経団連は19日、東京・大手町の経団連会館で、政府が実施している、「大学の国際化と国際的に活躍できる人材育成のための事業」(大学の国際化のためのネットワーク形成推進事業、グローバル30)において拠点大学として採択された13大学との共催で、一昨年、昨年に引き続き「第3回グローバル30産学連携フォーラム」を開催した。当日は「社会のグローバル化と国際人材の育成」をテーマに、大学関係者、企業関係者、留学生支援機関代表など325名が参加して活発な意見交換を行った。
岩波・教育問題委員会企画部会長が基調講演
まず、名古屋大学の渡辺芳人理事・副総長の開会あいさつ、文部科学省の山野智寛審議官の来賓あいさつに続いて、岩波利光経団連教育問題委員会企画部会長から、グローバル人材の育成に向けた産業界の取り組みに関する基調講演があった。

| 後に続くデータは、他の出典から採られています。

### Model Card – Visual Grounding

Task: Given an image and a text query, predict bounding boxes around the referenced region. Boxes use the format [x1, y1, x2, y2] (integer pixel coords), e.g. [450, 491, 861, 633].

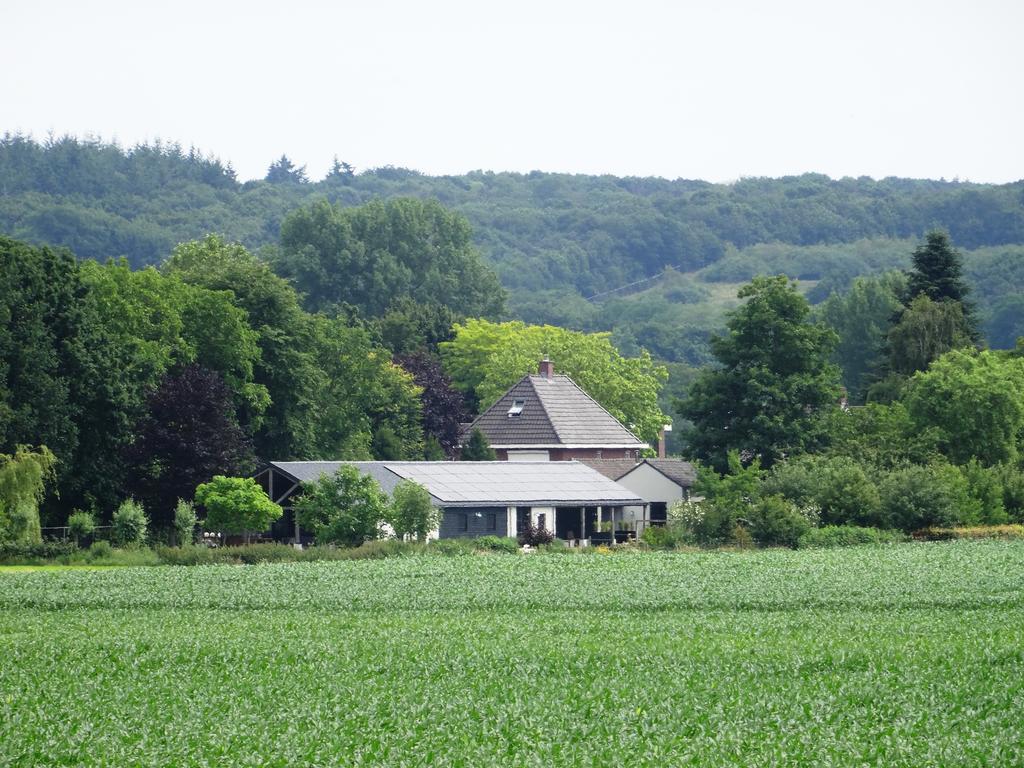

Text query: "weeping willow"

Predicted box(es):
[0, 445, 56, 544]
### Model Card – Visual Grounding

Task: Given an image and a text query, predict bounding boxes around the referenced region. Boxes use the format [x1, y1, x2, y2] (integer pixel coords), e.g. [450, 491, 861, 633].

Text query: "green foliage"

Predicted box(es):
[387, 480, 441, 542]
[196, 475, 284, 536]
[0, 541, 1024, 768]
[293, 465, 388, 547]
[111, 499, 150, 547]
[172, 499, 197, 547]
[440, 319, 669, 442]
[826, 401, 940, 470]
[879, 464, 967, 532]
[640, 522, 695, 550]
[459, 427, 498, 462]
[959, 459, 1010, 525]
[68, 510, 96, 544]
[816, 272, 906, 402]
[906, 350, 1024, 465]
[473, 536, 519, 555]
[888, 295, 973, 376]
[0, 445, 56, 545]
[748, 496, 811, 549]
[678, 275, 839, 468]
[905, 229, 979, 341]
[762, 456, 884, 525]
[275, 198, 505, 317]
[797, 525, 906, 549]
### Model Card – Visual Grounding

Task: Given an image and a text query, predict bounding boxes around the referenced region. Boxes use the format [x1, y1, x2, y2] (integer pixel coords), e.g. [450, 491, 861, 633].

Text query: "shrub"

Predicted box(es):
[797, 525, 906, 549]
[196, 475, 282, 542]
[173, 499, 196, 547]
[640, 522, 694, 549]
[428, 539, 474, 556]
[112, 499, 150, 547]
[86, 542, 114, 561]
[762, 456, 883, 525]
[519, 524, 555, 547]
[68, 510, 96, 544]
[0, 542, 78, 565]
[879, 465, 963, 531]
[750, 496, 811, 548]
[691, 501, 745, 547]
[295, 465, 388, 547]
[473, 536, 519, 555]
[388, 480, 441, 542]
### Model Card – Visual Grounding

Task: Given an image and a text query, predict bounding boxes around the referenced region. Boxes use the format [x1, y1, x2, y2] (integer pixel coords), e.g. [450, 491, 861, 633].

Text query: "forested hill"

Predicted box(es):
[6, 134, 1024, 362]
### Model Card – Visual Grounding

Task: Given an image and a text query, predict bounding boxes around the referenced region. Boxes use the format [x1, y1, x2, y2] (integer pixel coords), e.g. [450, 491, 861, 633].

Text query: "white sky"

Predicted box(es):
[0, 0, 1024, 181]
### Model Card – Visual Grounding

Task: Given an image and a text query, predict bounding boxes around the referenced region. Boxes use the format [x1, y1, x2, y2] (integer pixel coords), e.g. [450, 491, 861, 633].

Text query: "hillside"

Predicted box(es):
[6, 134, 1024, 365]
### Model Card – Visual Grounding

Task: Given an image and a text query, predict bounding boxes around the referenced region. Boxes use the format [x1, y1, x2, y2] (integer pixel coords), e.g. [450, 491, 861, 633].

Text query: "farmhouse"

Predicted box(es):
[256, 461, 645, 542]
[465, 359, 648, 461]
[585, 459, 696, 528]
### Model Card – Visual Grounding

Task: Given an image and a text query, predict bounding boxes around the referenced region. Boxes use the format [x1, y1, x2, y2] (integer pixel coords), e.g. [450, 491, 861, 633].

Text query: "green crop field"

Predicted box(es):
[0, 542, 1024, 767]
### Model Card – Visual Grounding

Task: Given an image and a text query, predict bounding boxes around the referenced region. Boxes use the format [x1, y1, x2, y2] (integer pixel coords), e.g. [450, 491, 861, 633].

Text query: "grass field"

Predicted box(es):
[0, 542, 1024, 766]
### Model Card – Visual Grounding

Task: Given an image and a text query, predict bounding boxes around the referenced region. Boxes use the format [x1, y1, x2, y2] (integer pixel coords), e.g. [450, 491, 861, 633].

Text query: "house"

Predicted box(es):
[465, 359, 648, 462]
[256, 461, 644, 543]
[585, 459, 696, 529]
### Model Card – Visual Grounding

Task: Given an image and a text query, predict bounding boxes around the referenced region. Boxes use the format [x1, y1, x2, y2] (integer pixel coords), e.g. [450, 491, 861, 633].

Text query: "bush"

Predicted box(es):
[750, 496, 811, 548]
[0, 542, 78, 565]
[763, 456, 883, 525]
[640, 522, 694, 549]
[690, 502, 739, 547]
[473, 536, 519, 555]
[68, 510, 96, 544]
[879, 465, 966, 532]
[428, 539, 475, 556]
[111, 499, 150, 547]
[519, 524, 555, 547]
[173, 499, 196, 547]
[797, 525, 906, 549]
[86, 542, 114, 561]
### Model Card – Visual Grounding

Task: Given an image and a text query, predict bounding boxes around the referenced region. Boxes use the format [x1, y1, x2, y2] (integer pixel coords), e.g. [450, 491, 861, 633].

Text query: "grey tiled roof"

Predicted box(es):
[581, 459, 697, 488]
[270, 462, 643, 507]
[472, 374, 646, 447]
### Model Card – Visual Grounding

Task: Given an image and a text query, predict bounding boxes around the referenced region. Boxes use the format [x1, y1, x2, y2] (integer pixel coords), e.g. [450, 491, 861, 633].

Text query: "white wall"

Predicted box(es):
[615, 464, 683, 505]
[508, 451, 551, 462]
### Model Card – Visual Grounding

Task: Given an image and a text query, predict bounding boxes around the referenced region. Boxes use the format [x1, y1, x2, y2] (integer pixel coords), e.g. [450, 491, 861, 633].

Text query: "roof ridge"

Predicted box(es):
[530, 374, 646, 444]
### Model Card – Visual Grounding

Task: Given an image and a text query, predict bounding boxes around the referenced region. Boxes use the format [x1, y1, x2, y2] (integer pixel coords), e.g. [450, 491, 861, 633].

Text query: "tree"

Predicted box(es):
[173, 499, 197, 547]
[888, 294, 973, 376]
[0, 445, 56, 544]
[904, 229, 976, 317]
[68, 510, 96, 547]
[439, 319, 669, 442]
[265, 155, 309, 184]
[111, 499, 150, 547]
[906, 350, 1024, 466]
[388, 480, 441, 542]
[459, 427, 498, 462]
[394, 352, 468, 459]
[196, 475, 284, 542]
[678, 275, 840, 468]
[275, 198, 505, 317]
[294, 465, 388, 547]
[816, 272, 906, 402]
[128, 365, 255, 527]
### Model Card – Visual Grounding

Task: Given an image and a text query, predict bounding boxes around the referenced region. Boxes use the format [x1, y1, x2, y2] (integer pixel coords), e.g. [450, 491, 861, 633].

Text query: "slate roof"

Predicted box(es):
[269, 462, 643, 507]
[472, 374, 646, 449]
[582, 459, 697, 488]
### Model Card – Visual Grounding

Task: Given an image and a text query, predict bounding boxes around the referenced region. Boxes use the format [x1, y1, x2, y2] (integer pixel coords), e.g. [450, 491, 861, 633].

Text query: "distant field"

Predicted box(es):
[0, 542, 1024, 766]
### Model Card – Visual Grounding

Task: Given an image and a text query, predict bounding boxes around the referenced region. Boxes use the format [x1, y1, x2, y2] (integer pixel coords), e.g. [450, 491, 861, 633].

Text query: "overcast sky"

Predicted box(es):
[0, 0, 1024, 181]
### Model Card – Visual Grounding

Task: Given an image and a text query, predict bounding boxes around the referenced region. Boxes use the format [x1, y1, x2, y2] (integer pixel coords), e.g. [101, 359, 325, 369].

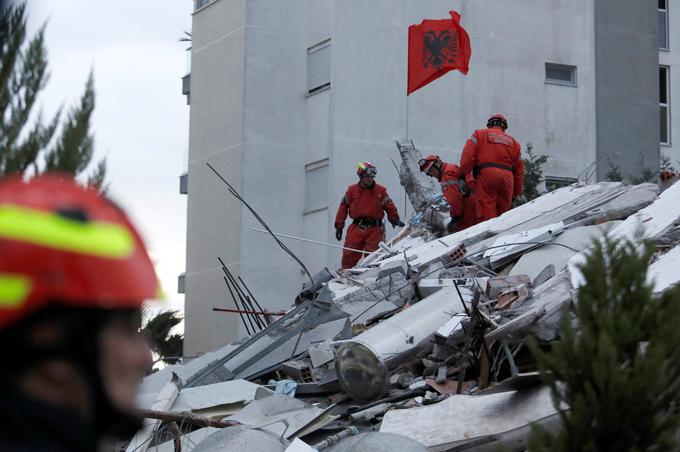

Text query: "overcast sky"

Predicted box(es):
[28, 0, 192, 318]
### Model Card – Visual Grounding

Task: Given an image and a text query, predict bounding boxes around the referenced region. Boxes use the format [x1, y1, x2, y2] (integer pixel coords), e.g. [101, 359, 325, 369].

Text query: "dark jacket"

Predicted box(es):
[0, 394, 97, 452]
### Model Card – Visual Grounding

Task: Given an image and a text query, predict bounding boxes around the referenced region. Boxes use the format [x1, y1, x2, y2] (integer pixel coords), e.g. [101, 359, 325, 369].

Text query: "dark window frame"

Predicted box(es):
[545, 62, 578, 87]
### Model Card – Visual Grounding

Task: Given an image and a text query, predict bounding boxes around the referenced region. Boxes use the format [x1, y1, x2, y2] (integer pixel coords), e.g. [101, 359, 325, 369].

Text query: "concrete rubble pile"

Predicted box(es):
[128, 142, 680, 451]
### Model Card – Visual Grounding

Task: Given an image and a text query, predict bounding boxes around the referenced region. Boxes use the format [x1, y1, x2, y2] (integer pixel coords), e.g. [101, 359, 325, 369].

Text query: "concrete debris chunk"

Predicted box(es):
[380, 387, 559, 451]
[128, 150, 680, 452]
[335, 288, 472, 401]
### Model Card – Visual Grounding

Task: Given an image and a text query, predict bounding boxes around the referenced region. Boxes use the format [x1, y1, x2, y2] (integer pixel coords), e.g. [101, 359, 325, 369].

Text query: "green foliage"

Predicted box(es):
[660, 152, 676, 173]
[142, 311, 184, 364]
[0, 3, 106, 187]
[513, 143, 548, 207]
[529, 238, 680, 451]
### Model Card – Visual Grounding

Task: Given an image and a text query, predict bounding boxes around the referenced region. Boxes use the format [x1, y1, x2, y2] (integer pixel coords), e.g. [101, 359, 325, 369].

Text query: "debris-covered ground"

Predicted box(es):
[127, 139, 680, 451]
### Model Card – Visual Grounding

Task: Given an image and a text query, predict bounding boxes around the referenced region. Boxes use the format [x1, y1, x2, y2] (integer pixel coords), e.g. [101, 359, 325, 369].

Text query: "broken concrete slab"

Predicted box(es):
[327, 432, 427, 452]
[380, 387, 558, 451]
[510, 221, 621, 287]
[138, 380, 262, 412]
[647, 246, 680, 293]
[483, 221, 564, 270]
[194, 426, 288, 452]
[225, 394, 332, 438]
[567, 179, 680, 288]
[335, 288, 472, 401]
[379, 182, 629, 274]
[484, 270, 573, 343]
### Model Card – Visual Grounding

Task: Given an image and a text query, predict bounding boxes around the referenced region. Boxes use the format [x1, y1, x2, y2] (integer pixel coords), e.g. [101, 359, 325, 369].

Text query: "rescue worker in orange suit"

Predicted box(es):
[460, 114, 524, 223]
[418, 154, 477, 234]
[0, 176, 159, 452]
[335, 162, 404, 268]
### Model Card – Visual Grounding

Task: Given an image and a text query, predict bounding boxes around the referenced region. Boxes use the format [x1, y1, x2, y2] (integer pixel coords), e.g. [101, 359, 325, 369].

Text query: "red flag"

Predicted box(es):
[407, 11, 472, 95]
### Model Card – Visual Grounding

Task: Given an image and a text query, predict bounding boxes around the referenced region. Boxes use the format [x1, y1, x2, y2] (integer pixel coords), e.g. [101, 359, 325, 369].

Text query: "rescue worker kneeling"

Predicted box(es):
[335, 162, 404, 268]
[418, 154, 477, 234]
[460, 114, 524, 223]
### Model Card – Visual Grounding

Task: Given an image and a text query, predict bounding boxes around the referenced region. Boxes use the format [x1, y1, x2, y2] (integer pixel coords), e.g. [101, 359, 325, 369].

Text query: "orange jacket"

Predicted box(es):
[335, 183, 399, 229]
[439, 163, 463, 219]
[460, 127, 524, 198]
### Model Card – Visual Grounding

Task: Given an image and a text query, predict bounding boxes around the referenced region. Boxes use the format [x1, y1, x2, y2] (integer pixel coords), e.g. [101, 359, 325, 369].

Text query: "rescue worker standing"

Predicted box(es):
[0, 176, 159, 452]
[460, 114, 524, 223]
[418, 154, 476, 234]
[335, 162, 404, 268]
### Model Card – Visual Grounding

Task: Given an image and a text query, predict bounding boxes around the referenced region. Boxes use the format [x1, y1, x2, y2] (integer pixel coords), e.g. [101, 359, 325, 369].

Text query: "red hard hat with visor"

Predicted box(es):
[0, 176, 160, 330]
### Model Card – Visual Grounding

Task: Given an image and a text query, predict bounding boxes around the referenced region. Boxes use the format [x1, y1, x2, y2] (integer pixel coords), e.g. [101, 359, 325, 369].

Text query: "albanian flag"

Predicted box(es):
[407, 11, 472, 95]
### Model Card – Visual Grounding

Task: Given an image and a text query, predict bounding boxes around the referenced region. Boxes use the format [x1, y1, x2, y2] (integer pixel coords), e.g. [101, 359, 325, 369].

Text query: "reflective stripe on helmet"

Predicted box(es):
[0, 273, 33, 308]
[0, 204, 135, 259]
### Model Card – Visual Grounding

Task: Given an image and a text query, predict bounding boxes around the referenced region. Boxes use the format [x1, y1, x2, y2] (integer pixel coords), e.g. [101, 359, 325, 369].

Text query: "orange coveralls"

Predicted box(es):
[460, 127, 524, 223]
[439, 163, 477, 231]
[335, 183, 399, 268]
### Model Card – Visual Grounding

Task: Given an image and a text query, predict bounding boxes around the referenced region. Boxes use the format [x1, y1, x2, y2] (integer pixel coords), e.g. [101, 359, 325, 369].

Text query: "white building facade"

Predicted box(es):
[182, 0, 668, 356]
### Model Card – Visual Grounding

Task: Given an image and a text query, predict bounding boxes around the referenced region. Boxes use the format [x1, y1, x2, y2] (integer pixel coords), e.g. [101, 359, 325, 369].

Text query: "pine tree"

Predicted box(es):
[529, 238, 680, 451]
[0, 3, 106, 188]
[513, 143, 548, 207]
[142, 311, 184, 364]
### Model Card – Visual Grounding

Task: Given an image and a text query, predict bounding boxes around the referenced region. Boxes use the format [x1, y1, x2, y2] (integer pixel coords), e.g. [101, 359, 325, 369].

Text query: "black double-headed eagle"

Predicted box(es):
[423, 30, 458, 69]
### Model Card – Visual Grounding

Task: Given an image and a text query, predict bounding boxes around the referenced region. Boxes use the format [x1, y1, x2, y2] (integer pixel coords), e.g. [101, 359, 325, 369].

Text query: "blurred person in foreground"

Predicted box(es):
[0, 176, 159, 452]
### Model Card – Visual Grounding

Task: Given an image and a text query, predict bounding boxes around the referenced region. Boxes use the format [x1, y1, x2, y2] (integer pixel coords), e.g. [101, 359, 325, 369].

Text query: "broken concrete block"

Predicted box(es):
[326, 432, 427, 452]
[335, 288, 472, 401]
[485, 275, 531, 300]
[380, 387, 559, 450]
[309, 341, 335, 368]
[194, 425, 286, 452]
[281, 360, 316, 383]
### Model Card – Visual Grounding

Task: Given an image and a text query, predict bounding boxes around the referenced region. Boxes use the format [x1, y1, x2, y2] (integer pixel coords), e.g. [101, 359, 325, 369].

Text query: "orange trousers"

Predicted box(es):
[474, 168, 514, 223]
[342, 223, 385, 268]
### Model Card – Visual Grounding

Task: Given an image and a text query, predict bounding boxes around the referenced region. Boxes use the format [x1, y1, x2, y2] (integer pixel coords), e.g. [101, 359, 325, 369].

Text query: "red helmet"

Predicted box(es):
[418, 154, 441, 174]
[0, 176, 159, 329]
[357, 162, 378, 177]
[486, 113, 508, 130]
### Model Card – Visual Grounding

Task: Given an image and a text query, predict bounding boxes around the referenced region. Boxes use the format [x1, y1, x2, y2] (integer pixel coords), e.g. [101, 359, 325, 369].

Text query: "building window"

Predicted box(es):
[179, 173, 189, 195]
[545, 176, 576, 191]
[305, 159, 328, 214]
[657, 0, 668, 50]
[545, 63, 576, 86]
[307, 39, 331, 94]
[659, 66, 671, 144]
[182, 74, 191, 105]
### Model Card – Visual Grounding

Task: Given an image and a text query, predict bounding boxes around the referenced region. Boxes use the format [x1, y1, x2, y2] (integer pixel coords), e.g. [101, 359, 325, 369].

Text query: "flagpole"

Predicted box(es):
[406, 94, 410, 139]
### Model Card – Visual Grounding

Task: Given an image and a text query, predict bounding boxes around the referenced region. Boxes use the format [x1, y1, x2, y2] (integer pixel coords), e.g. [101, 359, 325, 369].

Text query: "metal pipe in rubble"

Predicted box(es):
[335, 287, 472, 402]
[140, 410, 241, 428]
[312, 425, 359, 450]
[213, 308, 286, 316]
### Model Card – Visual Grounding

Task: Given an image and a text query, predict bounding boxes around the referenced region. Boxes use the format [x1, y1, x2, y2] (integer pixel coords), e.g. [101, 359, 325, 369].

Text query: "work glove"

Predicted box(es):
[446, 218, 458, 234]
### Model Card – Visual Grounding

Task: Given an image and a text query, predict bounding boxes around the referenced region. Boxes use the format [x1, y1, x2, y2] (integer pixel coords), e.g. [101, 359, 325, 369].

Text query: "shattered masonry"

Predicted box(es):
[128, 141, 680, 451]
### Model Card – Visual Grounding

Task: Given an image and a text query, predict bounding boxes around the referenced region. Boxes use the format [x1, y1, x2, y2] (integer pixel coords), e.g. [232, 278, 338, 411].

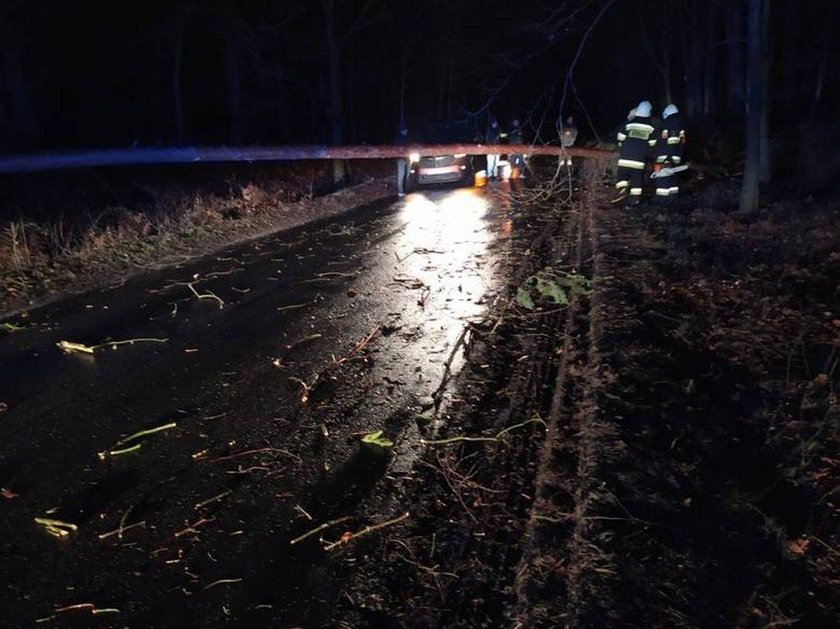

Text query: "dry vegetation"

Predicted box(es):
[0, 162, 390, 312]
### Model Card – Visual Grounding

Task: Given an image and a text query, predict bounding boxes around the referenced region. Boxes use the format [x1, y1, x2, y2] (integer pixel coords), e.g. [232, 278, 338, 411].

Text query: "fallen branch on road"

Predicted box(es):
[56, 338, 169, 354]
[420, 414, 548, 446]
[324, 511, 411, 551]
[97, 422, 178, 461]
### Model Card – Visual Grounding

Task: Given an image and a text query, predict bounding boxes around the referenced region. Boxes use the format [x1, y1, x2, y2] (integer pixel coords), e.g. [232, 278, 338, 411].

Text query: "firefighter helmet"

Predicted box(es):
[662, 103, 680, 120]
[636, 100, 652, 118]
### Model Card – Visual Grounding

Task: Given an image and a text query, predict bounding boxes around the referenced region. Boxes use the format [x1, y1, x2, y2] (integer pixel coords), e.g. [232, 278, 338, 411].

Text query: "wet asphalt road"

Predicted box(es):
[0, 182, 513, 626]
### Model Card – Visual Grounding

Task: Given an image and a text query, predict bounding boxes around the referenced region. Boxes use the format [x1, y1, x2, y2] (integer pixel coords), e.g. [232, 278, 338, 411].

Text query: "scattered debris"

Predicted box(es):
[56, 338, 169, 354]
[35, 603, 120, 623]
[361, 430, 394, 448]
[97, 520, 146, 539]
[289, 515, 352, 546]
[35, 518, 79, 538]
[324, 511, 411, 552]
[97, 422, 178, 461]
[0, 321, 27, 334]
[204, 578, 242, 590]
[420, 414, 548, 446]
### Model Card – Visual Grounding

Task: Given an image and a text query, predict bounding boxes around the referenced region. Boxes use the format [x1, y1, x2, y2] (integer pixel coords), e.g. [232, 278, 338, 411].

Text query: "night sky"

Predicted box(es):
[0, 0, 840, 153]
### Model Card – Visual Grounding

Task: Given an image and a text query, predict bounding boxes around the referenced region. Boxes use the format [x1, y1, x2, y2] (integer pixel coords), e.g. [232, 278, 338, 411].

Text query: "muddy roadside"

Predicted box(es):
[0, 161, 395, 317]
[320, 161, 840, 627]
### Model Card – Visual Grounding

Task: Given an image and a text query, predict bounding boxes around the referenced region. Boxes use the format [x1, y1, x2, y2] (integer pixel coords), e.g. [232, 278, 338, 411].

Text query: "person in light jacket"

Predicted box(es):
[654, 104, 685, 199]
[615, 100, 657, 205]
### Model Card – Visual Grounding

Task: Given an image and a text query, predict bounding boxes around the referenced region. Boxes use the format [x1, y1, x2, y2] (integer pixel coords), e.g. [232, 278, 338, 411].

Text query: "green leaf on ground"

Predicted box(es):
[516, 286, 534, 310]
[537, 277, 569, 306]
[362, 430, 394, 448]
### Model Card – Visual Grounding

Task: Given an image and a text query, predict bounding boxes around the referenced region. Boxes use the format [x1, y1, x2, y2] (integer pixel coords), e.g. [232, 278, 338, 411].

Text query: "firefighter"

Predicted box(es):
[394, 123, 408, 197]
[508, 118, 525, 179]
[654, 103, 685, 199]
[484, 116, 502, 180]
[615, 100, 657, 205]
[560, 116, 577, 166]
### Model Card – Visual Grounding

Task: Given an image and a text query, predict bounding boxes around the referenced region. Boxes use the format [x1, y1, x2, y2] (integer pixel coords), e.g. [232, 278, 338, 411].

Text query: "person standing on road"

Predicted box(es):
[484, 116, 502, 179]
[654, 103, 685, 199]
[508, 118, 525, 179]
[560, 116, 577, 166]
[394, 122, 408, 197]
[614, 100, 657, 205]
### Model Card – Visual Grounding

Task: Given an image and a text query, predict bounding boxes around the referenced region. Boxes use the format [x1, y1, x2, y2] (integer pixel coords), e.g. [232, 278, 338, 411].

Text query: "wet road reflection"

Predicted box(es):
[388, 184, 494, 394]
[0, 180, 524, 626]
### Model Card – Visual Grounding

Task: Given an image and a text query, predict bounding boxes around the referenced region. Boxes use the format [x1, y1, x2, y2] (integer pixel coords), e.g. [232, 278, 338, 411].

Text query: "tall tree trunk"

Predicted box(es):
[739, 0, 767, 214]
[724, 0, 744, 120]
[222, 0, 242, 144]
[703, 2, 717, 117]
[810, 2, 836, 122]
[661, 0, 676, 103]
[324, 0, 345, 184]
[172, 35, 185, 144]
[759, 0, 772, 183]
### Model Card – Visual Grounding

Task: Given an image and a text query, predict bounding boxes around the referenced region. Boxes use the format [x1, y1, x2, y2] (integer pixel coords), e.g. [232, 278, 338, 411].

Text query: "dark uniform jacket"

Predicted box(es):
[617, 116, 657, 168]
[656, 114, 685, 166]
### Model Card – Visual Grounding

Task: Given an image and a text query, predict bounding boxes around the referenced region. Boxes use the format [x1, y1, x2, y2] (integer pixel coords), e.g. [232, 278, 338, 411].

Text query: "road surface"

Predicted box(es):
[0, 182, 515, 626]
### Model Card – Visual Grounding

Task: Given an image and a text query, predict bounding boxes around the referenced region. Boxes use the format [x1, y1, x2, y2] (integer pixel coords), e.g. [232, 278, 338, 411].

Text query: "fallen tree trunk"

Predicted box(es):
[0, 144, 613, 173]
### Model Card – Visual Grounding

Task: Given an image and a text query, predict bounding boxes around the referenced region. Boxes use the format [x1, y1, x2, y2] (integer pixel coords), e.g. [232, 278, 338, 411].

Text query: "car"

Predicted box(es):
[408, 153, 475, 186]
[408, 122, 475, 187]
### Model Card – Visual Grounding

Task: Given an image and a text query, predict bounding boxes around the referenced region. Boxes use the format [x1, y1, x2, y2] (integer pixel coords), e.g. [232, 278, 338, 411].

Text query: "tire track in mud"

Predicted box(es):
[510, 163, 605, 627]
[324, 179, 578, 627]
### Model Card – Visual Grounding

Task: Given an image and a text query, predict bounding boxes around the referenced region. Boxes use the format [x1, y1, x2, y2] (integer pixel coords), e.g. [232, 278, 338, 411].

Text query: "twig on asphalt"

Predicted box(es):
[35, 518, 79, 538]
[97, 422, 178, 461]
[204, 578, 242, 590]
[97, 520, 146, 539]
[206, 448, 303, 463]
[35, 603, 120, 624]
[420, 414, 547, 446]
[174, 518, 216, 537]
[432, 324, 472, 412]
[185, 282, 225, 310]
[56, 338, 169, 354]
[324, 511, 411, 551]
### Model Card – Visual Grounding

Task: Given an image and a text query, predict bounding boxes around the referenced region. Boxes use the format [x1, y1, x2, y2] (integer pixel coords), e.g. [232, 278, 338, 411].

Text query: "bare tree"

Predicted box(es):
[739, 0, 769, 214]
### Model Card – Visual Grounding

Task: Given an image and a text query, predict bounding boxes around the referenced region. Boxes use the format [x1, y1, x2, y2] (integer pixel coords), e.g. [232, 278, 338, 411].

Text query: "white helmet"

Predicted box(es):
[636, 100, 652, 118]
[662, 103, 679, 120]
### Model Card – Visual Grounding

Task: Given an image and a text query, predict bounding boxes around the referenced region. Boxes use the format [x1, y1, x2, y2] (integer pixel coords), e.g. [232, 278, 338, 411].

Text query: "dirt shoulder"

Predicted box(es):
[320, 161, 840, 627]
[0, 163, 393, 317]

岩波部会長は、「急速に進む少子高齢化や国内市場の縮小、新興国との競争激化など日本経済をめぐる内外の環境変化に伴い、企業のグローバル人材への期待は高まっているが、日本企業による海外留学経験者や外国人留学生の採用はまだまだ少数にとどまっている」ことを指摘し、「採用比率をさらに高めるためには留学生の母数を増やすとともに、企業が期待する素質を持った人材を育成していくことが不可欠」と述べた。また、グローバル人材育成に向けて大学に期待する取り組みとしては、「リベラルアーツ教育の拡充や、答えのない問題に取り組む力を身につける」ことを挙げ、そのためには「知識の量だけでなく、知識の活用力や思考力、判断力も評価できるよう、大学入試のあり方を検討する必要がある」と述べた。
また、東京大学が提案した秋入学やギャップ・タームについては、「グローバル化への対応やタフな人材の育成に向けて、大学自らが改革にチャレンジする意志を示したもの」として評価するとともに、「採用時期の多様化やギャップ・タームの導入に伴う諸課題などには、経済界としても協力する」と述べた。一方、「秋入学やギャップ・タームだけですべてが解決するものではない」ことを指摘し、あらためて大学教育の質保証や国際化、情報公開等の継続的取り組みを求めた。
フォーラムでは引き続き、二つの分科会に分かれて、大学の国際化とグローバル人材の育成に向けた取り組みについて企業代表、留学経験者、大学関係者等によるパネル討議が行われた。
最後に、大阪大学の高橋明理事・副学長があいさつし、経済界とグローバル30の採択13大学がグローバル人材育成のために引き続き協力していくことを確認して閉会した。